NAP::Messaging – glue and policies for interacting with ActiveMQ

As part of our service oriented architecture, our Perl applications send messages over ActiveMQ; a few of them also consume those messages and act on them.

All these consumer applications are based on Catalyst. Initially, we used Catalyst::Engine::Stomp and a rather complicated set of in-house libraries to wrap it.

Those in-house libraries have, in time, grown to incorporate more and more responsibilities, including testing, logging, message serialisation, plugin loading… it was time to break them apart and write something cleaner.

Most of the results of this big rewrite have been published on the CPAN and GitHub, but we needed a set of “officially blessed” modules defining the policies we want to follow when dealing with messages, all in a single place, to have all our applications behave the same way.

This set of modules is called NAP::Messaging, and we have released it to the world. In this article I’m going to show the features provided, and some of the interesting parts of the implementation. I’ll also explain how to build your own policies on top of the various CPAN distributions we’ve released.

The features

NAP::Messaging provides:

Most of these features are specific to the way we do things at NET-A-PORTER, which is why they’re probably going to remain inside this distribution. On the other hand, if we get requests to push some of these pieces to the CPAN, we will do our best to do so.

The application base class

NAP::Messaging::Catalyst is a Catalyst subclass; you’re supposed to derive your consumer application from it:

package MyApp;
use NAP::Policy 'class';
extends 'NAP::Messaging::Catalyst';
__PACKAGE__->setup();

(see the article on NAP::policy if you want to know what it does)

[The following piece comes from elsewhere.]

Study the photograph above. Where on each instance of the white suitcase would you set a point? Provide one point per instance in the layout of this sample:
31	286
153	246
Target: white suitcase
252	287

NAP::Messaging::Catalyst sets up a few default Catalyst plugins, including CatalystX::ComponentsFromConfig::ModelPlugin, configures a Log::Log4perl::Catalyst instance, and provides a convenience method to get the list of destinations the application is going to consume from:

sub jms_destinations {
    my ($class) = @_;

    my @namespaces = map { $class->controller($_)->action_namespace }
        $class->controllers;
    my @destinations = map { '/'.$_ }
        grep { m{^(queue|topic)}x } @namespaces;
    return @destinations;
}

Nothing particularly complicated, but it saves having to write the same lines in every script used to start the application, since Plack::Handler::Stomp requires the destinations to subscribe to before it will run the application.

Logging

Logging is hard. We have decided to use Log::Log4perl everywhere, and the application base class enforces this. The logging object is instantiated with information extracted from the application configuration file:

log4perl log4perl.conf
<log4perlopts>
 autoflush 1
</log4perlopts>

This will call something like:

Log::Log4perl::Catalyst->new(
  'log4perl.conf',
  {
    autoflush => 1,
  },
);

The consumer base class

CatalystX::ConsumesJMS provides a different way to write controllers deriving from
Catalyst::Controller::JMS, but it does not provide a complete solution: it provides mechanisms, but not policies. NAP::Messaging::Base::Consumer defines our policies.

First of all, it validates every incoming message against a Data::Rx schema defined in the route’s spec slot (see CatalystX::ConsumesJMS‘s docs for details on routes). It also extracts JMS-specific headers from the PSGI environment, putting them into the stash:

my $psgi_env = $ctx->req->env;
my %headers = map { s/^jms\.//r, $psgi_env->{$_} }
    grep { /^jms\./ } keys %$psgi_env;
$ctx->stash->{headers}=\%headers;

Finally, the code sub is called inside a try-block.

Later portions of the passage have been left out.